Je parle toujours de moi, dans mes BD. Si j’emploie cette forme épistolaire si étrange, c’est POUR QUE CA NE SE VOIT PAS TROP !
Tous les ans, au printemps, je m’en vais à St-Claude, dans les montagnes du Jura. Je reste là quatre mois. Tous les ans. Si je ne pouvais pas y aller, je mourrais. Je vais là pour travailler la BD, car pour cela, il me faut être vraiment seul. Cet appartement a appartenu autrefois à mon grand-père. Il était fabricant de pipes. A St-Claude TOUT LE MONDE était fabricant de pipes. Dans le grenier de cette maison, il y a encore deux tonnes de pipes. Et dans son vieux bureau, j’ai trouvé des registres de comptes, entoilés de noir, très beaux, très anciens, dont l’un était vierge. C’est sur ce registre que j’écris, que je prends des notes pour mes bandes… Que je mets les textes définitifs… C’est pourquoi ma pratique de la BD est de l’ordre du « registre »…

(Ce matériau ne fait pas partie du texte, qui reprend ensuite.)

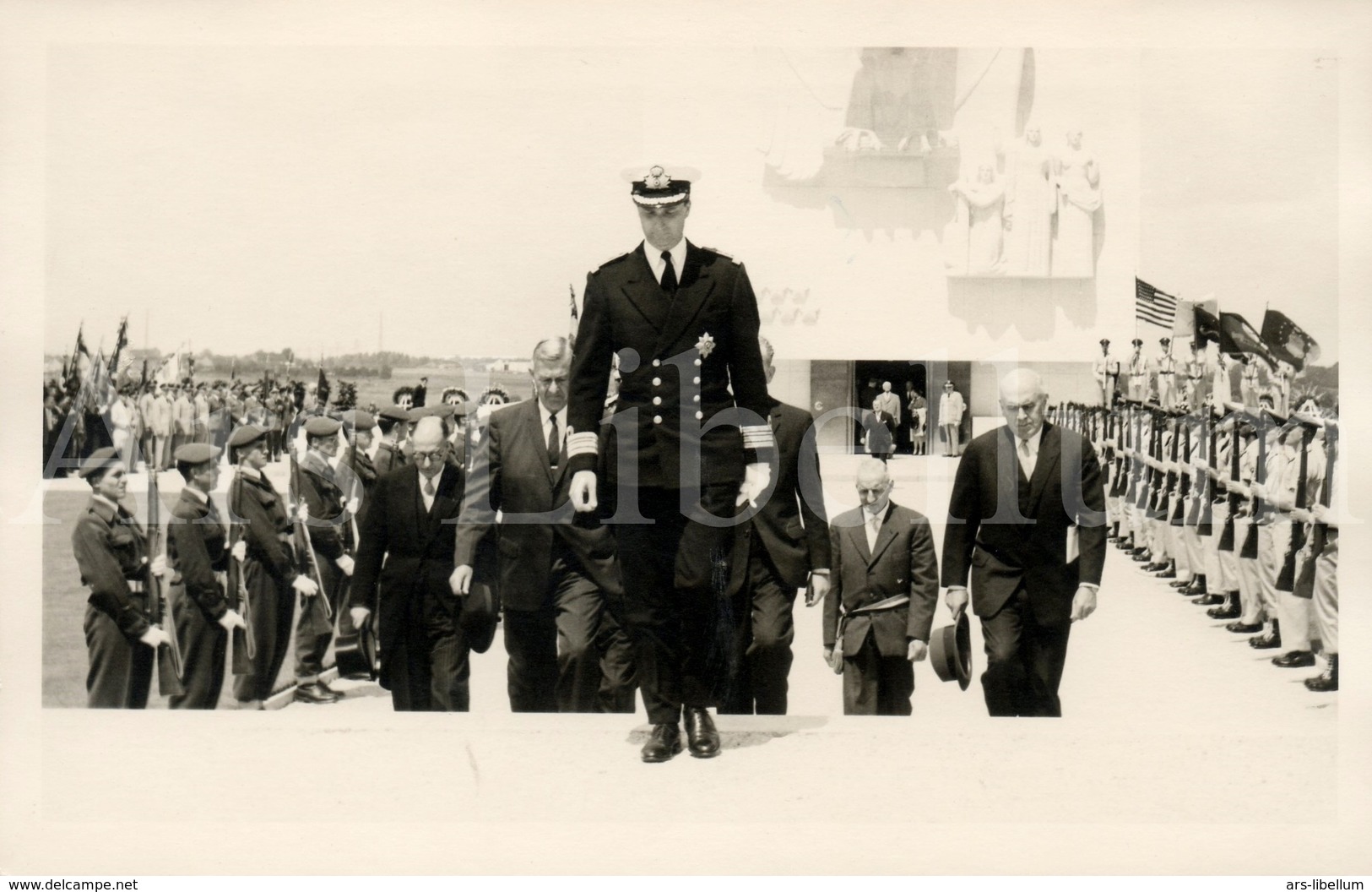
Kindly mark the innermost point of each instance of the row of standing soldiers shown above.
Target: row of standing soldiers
(1234, 509)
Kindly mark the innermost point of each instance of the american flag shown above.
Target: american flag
(1152, 307)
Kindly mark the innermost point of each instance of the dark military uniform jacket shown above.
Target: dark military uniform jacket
(680, 358)
(267, 527)
(388, 457)
(329, 531)
(197, 552)
(113, 558)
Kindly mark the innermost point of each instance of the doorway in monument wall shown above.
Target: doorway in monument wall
(908, 376)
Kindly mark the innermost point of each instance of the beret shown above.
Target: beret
(195, 453)
(322, 426)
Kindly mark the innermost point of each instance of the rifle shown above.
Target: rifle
(169, 655)
(245, 641)
(301, 533)
(1260, 475)
(1286, 578)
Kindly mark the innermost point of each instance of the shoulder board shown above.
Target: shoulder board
(615, 259)
(722, 254)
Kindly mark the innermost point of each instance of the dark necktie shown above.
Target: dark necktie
(669, 274)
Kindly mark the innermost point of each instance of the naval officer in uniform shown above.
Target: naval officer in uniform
(691, 442)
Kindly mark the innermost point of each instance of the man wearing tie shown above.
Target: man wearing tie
(410, 527)
(885, 578)
(693, 411)
(556, 568)
(1027, 523)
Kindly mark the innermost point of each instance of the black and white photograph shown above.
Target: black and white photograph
(803, 441)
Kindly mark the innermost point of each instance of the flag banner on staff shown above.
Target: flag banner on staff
(1236, 335)
(1207, 321)
(1288, 340)
(1152, 307)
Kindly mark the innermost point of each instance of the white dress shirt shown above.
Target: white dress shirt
(659, 266)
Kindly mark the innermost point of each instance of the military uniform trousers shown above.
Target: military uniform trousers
(314, 628)
(1326, 606)
(1293, 612)
(763, 628)
(121, 669)
(553, 661)
(876, 683)
(203, 650)
(675, 578)
(272, 606)
(430, 666)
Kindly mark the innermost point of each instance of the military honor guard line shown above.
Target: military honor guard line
(648, 520)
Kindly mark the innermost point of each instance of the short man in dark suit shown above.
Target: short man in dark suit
(885, 581)
(693, 411)
(556, 567)
(402, 574)
(1027, 522)
(783, 549)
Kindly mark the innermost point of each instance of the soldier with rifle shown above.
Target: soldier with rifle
(199, 556)
(324, 537)
(111, 553)
(267, 568)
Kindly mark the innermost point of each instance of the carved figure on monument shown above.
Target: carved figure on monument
(981, 215)
(1079, 199)
(1031, 202)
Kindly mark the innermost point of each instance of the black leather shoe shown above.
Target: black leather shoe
(1294, 659)
(1228, 611)
(702, 736)
(316, 692)
(664, 742)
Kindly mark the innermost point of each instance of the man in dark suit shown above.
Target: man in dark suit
(1027, 522)
(684, 321)
(783, 549)
(410, 526)
(556, 568)
(885, 577)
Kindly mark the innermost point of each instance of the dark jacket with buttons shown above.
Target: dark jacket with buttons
(195, 553)
(111, 552)
(686, 362)
(902, 563)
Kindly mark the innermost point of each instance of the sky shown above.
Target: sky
(442, 201)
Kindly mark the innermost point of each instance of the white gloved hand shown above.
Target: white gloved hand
(232, 621)
(154, 637)
(756, 479)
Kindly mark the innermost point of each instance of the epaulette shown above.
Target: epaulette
(615, 259)
(728, 257)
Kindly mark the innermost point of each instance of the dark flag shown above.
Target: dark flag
(571, 294)
(1288, 340)
(1236, 335)
(1152, 307)
(1207, 324)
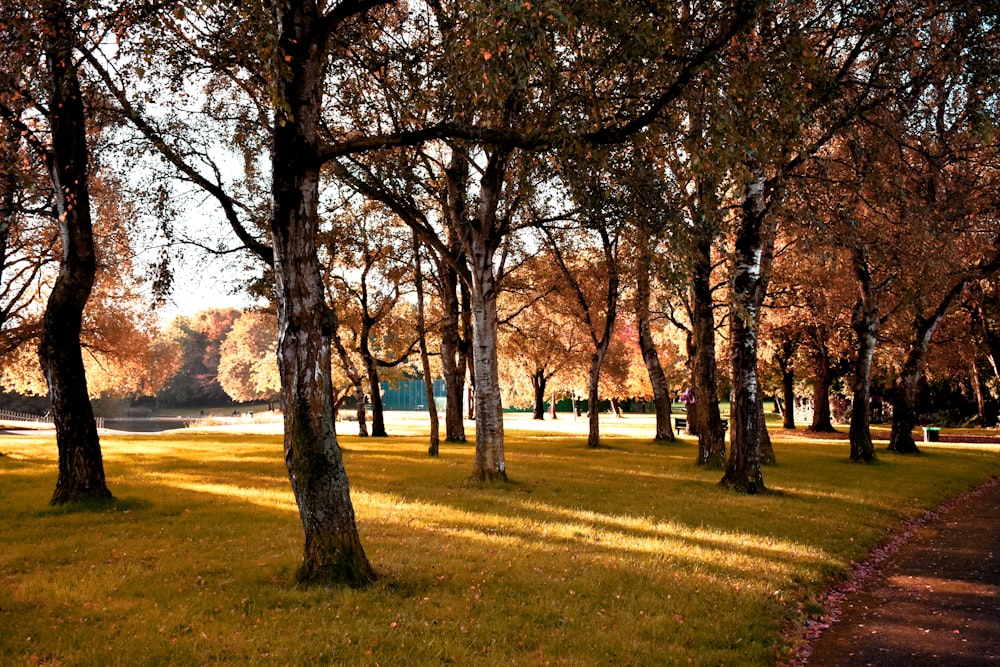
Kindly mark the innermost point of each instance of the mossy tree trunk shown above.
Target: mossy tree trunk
(433, 445)
(752, 255)
(704, 412)
(865, 322)
(333, 551)
(650, 357)
(81, 466)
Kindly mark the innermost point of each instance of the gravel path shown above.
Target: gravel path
(933, 598)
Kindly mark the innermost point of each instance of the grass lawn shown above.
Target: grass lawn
(626, 555)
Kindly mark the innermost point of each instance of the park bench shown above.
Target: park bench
(680, 424)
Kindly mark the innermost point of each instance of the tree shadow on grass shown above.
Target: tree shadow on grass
(96, 506)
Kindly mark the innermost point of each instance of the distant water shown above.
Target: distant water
(146, 424)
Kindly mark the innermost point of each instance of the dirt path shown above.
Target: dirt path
(934, 599)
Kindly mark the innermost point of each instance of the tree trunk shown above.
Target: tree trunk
(904, 416)
(357, 382)
(538, 382)
(425, 362)
(452, 359)
(788, 397)
(904, 394)
(786, 405)
(977, 389)
(865, 323)
(705, 414)
(767, 456)
(374, 390)
(490, 464)
(822, 378)
(753, 248)
(482, 239)
(333, 551)
(467, 360)
(593, 395)
(657, 378)
(81, 466)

- Mais comment faites-vous pour rester seul pendant quatre mois ? SANS VOIR -PERSONNE !
- Oh ! Mon Dieu !
- Ca ne vous manque donc pas, de ne pas voir des GENS ?
- Oh ! Seigneur !
- Moi, je deviendrais FOU !
- OOOOOH ! MOI AUSSIIII ! Je chante sous la douche, et parfois même QUAND JE NE SUIS PAS SOUS LA DOUCHE ! Je m’endors DEVANT LA TELE ! Je me lève à cinq heures du matin ! POUR LIRE !
- Je… Eh bien ! Je cr…crois qu’il est temps de nous quitter, ahem ! Pas vrai ? Je… Je vais vous laisser travailler… Eh bien ! Heu… Au revoir !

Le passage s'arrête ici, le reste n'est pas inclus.